Leeds & West Yorkshire

Boy, 14, dies after Kirkstall roof fall while 'exploring'

Mylo Johnstone Image copyright West Yorkshire Police
Image caption Mylo Johnstone was pronounced dead at the scene

A 14-year-old boy who died when he fell through the roof of a disused warehouse while "exploring" has been named.

Mylo Johnstone was with friends at the site off Wyther Lane, Kirkstall, Leeds on Thursday at 20:30 BST when he fell onto the building's concrete floor.

Paramedics gave emergency treatment but he died at the scene.

Two boys were seriously hurt in similar incidents in the city in recent weeks, prompting police to warn children against entering abandoned buildings.

Image caption The 14-year-old fell from a roof into the building below
Image caption Officers have carried out forensic examinations at the scene

Det Insp Phil Jackson, of West Yorkshire Police, said: "I think they were exploring and being mischievous, there was a group of 14-year-old boys and unfortunately Mylo Johnstone fell to his death.

"While we are still carrying out inquiries into this incident, every indication is that this has been a tragedy with no suspicious circumstances."

Officers have carried out forensic examinations at the scene, with Leeds City Council and the Health and Safety Executive also involved in the investigation.

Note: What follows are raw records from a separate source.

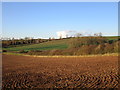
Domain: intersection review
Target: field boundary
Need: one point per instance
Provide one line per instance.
(18, 54)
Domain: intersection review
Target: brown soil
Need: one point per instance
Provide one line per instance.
(62, 72)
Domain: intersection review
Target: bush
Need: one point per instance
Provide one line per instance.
(34, 52)
(78, 42)
(23, 51)
(4, 50)
(109, 48)
(100, 49)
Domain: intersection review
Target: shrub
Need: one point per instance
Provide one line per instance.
(34, 52)
(109, 48)
(99, 49)
(116, 47)
(4, 50)
(23, 51)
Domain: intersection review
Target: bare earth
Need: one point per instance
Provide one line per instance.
(53, 72)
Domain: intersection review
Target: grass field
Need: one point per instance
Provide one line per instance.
(59, 72)
(57, 44)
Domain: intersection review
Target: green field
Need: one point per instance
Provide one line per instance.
(56, 44)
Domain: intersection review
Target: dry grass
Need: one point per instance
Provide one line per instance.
(57, 72)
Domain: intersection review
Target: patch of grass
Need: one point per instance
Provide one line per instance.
(57, 44)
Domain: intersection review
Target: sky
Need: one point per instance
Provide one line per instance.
(46, 19)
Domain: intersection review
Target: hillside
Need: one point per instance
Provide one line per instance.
(55, 44)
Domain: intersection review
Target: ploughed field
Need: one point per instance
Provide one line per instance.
(60, 72)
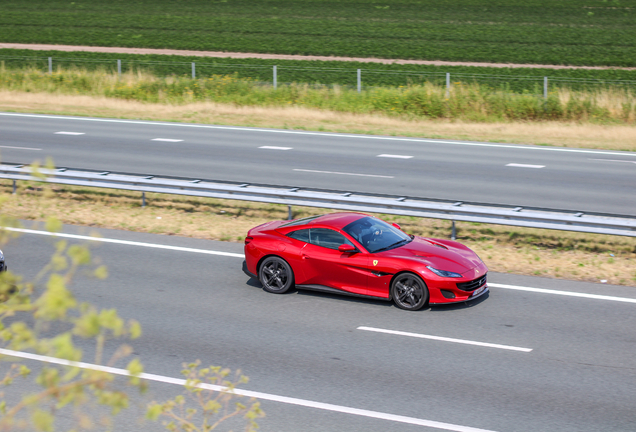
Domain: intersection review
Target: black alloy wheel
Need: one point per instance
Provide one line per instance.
(409, 291)
(276, 275)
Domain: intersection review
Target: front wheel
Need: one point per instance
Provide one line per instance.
(409, 292)
(276, 275)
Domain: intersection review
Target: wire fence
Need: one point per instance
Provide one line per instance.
(347, 77)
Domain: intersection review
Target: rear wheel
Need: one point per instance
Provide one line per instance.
(276, 275)
(409, 291)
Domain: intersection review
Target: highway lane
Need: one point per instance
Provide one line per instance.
(531, 176)
(578, 376)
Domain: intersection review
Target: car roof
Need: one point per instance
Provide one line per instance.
(336, 220)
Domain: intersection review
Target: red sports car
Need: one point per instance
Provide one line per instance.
(357, 254)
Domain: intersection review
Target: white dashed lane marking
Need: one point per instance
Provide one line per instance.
(395, 156)
(275, 148)
(339, 173)
(614, 160)
(21, 148)
(445, 339)
(251, 394)
(526, 166)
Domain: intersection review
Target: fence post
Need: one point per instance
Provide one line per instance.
(447, 85)
(275, 78)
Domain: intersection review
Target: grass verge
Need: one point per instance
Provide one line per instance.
(464, 102)
(550, 133)
(557, 254)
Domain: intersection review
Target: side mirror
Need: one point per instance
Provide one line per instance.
(347, 248)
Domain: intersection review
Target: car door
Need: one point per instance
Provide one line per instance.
(325, 265)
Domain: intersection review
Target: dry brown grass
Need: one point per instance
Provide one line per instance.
(597, 136)
(546, 253)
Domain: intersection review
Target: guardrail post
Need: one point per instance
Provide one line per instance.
(275, 78)
(447, 85)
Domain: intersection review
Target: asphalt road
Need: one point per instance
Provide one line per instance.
(567, 363)
(527, 176)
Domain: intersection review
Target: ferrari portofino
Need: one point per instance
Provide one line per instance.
(361, 255)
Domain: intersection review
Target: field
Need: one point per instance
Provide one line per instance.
(567, 32)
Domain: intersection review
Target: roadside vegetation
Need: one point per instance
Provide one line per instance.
(466, 102)
(557, 254)
(76, 351)
(573, 32)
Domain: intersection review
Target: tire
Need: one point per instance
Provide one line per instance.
(409, 291)
(276, 275)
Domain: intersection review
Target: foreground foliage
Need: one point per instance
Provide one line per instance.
(42, 319)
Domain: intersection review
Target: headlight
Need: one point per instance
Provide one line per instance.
(443, 273)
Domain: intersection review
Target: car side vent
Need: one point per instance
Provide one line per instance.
(437, 244)
(472, 285)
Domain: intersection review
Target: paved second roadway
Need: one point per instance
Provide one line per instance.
(531, 176)
(545, 362)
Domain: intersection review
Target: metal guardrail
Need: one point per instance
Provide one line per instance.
(340, 200)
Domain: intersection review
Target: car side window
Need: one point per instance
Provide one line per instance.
(302, 235)
(327, 238)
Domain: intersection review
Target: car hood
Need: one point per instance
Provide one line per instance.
(443, 256)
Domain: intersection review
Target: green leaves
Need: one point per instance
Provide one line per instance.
(516, 31)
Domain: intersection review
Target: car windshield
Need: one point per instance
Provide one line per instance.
(376, 235)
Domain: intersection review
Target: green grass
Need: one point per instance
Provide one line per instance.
(570, 32)
(468, 102)
(517, 80)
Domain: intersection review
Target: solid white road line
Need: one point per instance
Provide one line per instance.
(526, 166)
(332, 135)
(21, 148)
(125, 242)
(275, 148)
(563, 293)
(235, 255)
(445, 339)
(333, 172)
(395, 156)
(166, 140)
(248, 393)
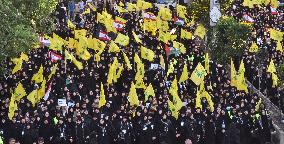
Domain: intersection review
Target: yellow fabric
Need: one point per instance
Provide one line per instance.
(38, 77)
(162, 25)
(102, 100)
(78, 64)
(12, 107)
(279, 46)
(41, 91)
(53, 70)
(142, 5)
(165, 14)
(122, 39)
(112, 71)
(241, 83)
(19, 92)
(198, 74)
(184, 74)
(200, 31)
(132, 7)
(274, 79)
(254, 48)
(92, 7)
(70, 24)
(171, 69)
(257, 106)
(271, 68)
(185, 34)
(147, 54)
(32, 97)
(276, 35)
(207, 62)
(113, 47)
(136, 37)
(87, 11)
(149, 92)
(133, 98)
(179, 46)
(181, 11)
(126, 60)
(233, 74)
(121, 9)
(19, 62)
(164, 36)
(173, 109)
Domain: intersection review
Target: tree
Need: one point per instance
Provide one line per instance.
(229, 39)
(21, 22)
(200, 9)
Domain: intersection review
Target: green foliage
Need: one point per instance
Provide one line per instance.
(21, 21)
(200, 10)
(229, 39)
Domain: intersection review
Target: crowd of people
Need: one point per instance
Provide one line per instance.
(234, 120)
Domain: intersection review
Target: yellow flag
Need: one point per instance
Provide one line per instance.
(279, 46)
(78, 64)
(200, 31)
(87, 11)
(122, 39)
(271, 68)
(98, 44)
(126, 60)
(102, 100)
(12, 108)
(113, 47)
(162, 25)
(181, 11)
(206, 62)
(257, 106)
(149, 92)
(38, 77)
(254, 48)
(164, 36)
(19, 62)
(121, 9)
(120, 19)
(147, 54)
(32, 97)
(233, 74)
(118, 73)
(241, 83)
(112, 71)
(132, 7)
(198, 100)
(184, 74)
(174, 88)
(198, 74)
(41, 91)
(142, 5)
(179, 46)
(173, 109)
(274, 79)
(92, 7)
(19, 92)
(165, 14)
(136, 37)
(132, 97)
(70, 24)
(185, 34)
(171, 69)
(276, 35)
(53, 70)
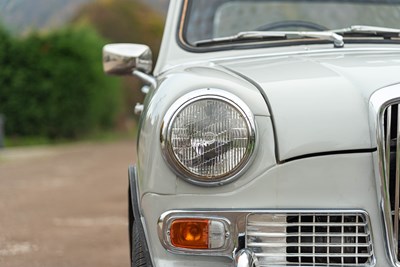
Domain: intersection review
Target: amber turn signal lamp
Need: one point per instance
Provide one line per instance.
(190, 233)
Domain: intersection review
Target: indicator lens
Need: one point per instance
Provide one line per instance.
(190, 233)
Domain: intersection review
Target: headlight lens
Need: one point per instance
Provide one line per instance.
(209, 137)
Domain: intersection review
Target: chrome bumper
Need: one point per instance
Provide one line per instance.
(246, 258)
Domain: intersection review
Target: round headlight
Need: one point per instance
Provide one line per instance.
(208, 136)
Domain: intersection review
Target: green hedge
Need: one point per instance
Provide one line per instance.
(53, 85)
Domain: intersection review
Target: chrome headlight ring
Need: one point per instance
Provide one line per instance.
(208, 137)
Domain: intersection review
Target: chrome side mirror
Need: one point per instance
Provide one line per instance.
(123, 59)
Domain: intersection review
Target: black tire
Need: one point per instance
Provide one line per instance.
(138, 258)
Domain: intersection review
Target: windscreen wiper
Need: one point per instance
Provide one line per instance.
(373, 30)
(262, 35)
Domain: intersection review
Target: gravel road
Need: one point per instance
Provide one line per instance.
(65, 205)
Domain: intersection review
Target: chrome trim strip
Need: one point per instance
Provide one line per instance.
(184, 101)
(380, 101)
(236, 221)
(396, 214)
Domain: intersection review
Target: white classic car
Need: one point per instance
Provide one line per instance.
(269, 135)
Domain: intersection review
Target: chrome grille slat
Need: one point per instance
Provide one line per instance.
(385, 107)
(308, 245)
(306, 234)
(304, 239)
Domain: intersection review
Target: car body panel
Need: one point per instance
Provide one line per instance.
(317, 146)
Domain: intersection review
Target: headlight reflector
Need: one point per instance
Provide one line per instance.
(209, 137)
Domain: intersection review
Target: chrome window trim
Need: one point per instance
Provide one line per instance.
(380, 100)
(237, 223)
(187, 99)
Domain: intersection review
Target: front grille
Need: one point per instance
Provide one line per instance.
(303, 239)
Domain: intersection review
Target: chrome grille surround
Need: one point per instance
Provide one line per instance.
(386, 116)
(242, 232)
(310, 238)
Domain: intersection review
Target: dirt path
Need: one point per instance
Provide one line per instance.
(65, 206)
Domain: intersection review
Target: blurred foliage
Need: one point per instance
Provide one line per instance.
(125, 21)
(52, 85)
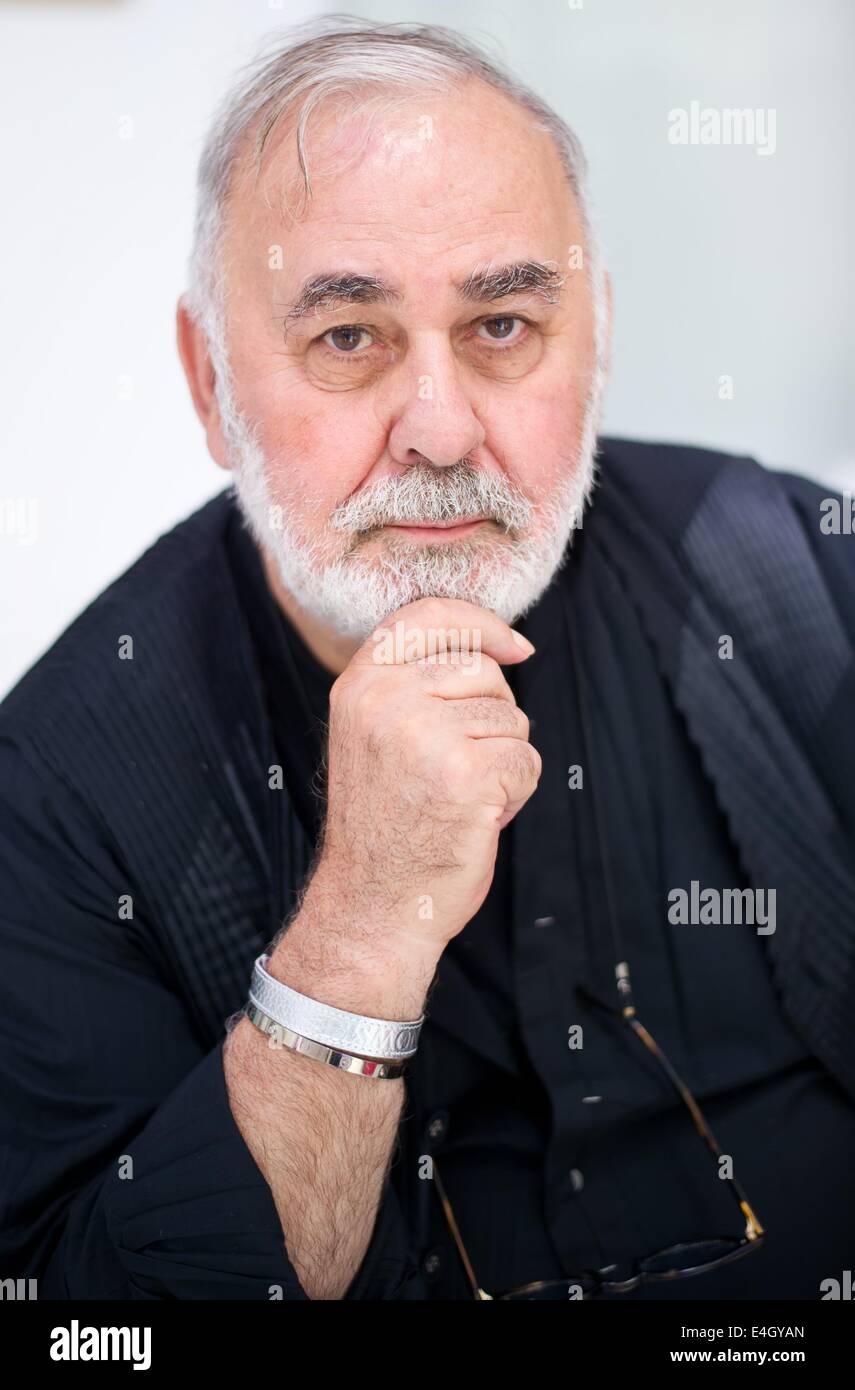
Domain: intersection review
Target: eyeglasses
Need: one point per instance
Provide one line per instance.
(680, 1261)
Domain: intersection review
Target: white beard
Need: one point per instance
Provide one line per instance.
(502, 567)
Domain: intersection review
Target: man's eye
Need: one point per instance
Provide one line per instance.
(505, 328)
(346, 338)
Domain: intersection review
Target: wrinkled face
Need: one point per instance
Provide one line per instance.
(413, 357)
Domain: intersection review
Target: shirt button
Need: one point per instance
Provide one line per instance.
(437, 1126)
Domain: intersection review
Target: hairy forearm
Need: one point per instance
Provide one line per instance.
(324, 1139)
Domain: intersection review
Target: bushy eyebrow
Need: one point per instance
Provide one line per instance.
(483, 285)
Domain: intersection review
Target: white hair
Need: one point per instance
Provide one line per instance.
(344, 56)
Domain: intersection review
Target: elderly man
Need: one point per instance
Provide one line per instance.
(408, 890)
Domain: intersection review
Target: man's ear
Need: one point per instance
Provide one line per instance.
(199, 370)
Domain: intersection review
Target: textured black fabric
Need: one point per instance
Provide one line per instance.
(150, 777)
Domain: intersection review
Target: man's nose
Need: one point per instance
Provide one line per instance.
(435, 420)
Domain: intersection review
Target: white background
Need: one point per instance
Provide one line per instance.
(725, 262)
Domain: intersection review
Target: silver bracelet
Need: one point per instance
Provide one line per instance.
(353, 1033)
(280, 1036)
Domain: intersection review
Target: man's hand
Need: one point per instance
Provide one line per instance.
(427, 761)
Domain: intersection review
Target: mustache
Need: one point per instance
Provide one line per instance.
(426, 495)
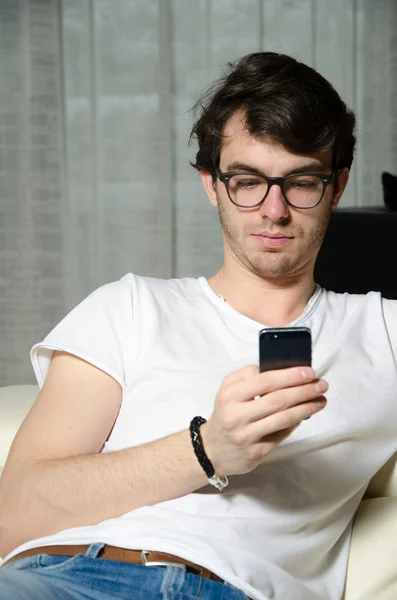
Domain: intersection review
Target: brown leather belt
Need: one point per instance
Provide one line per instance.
(138, 557)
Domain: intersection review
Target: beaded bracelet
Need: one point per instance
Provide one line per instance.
(219, 482)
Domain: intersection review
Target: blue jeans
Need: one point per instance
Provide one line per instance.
(86, 577)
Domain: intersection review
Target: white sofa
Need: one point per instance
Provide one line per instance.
(372, 571)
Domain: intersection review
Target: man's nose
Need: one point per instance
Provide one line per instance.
(274, 207)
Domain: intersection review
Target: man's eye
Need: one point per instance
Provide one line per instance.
(247, 183)
(303, 185)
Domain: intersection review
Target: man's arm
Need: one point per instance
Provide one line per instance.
(55, 477)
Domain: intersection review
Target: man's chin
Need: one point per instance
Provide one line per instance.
(275, 266)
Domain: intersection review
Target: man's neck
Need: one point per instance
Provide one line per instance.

Tribute messages left at the gates outside the warehouse complex described Mylo as a "lovely lad" who would be "sorely missed".

Image copyright EPA
Image caption Police carried out forensic examinations at the site

On 20 June, a 12-year-old boy was injured at a disused factory in Modder Avenue, Armley. A 13-year-old boy was hurt at a derelict building in Ninelands Lane, Garforth, on 28 May.

"We are obviously coming up the school holidays and clearly there is potential for young people to be tempted to try to explore abandoned sites," Det Insp Jackson said.

"We would ask that they think very carefully about the dangers this involves, as has been starkly illustrated by these incidents, and that they consider the consequences that could have on their lives and the lives of their families."

He added: "I know they might be really interesting and intriguing to look through, but some of these buildings are death traps."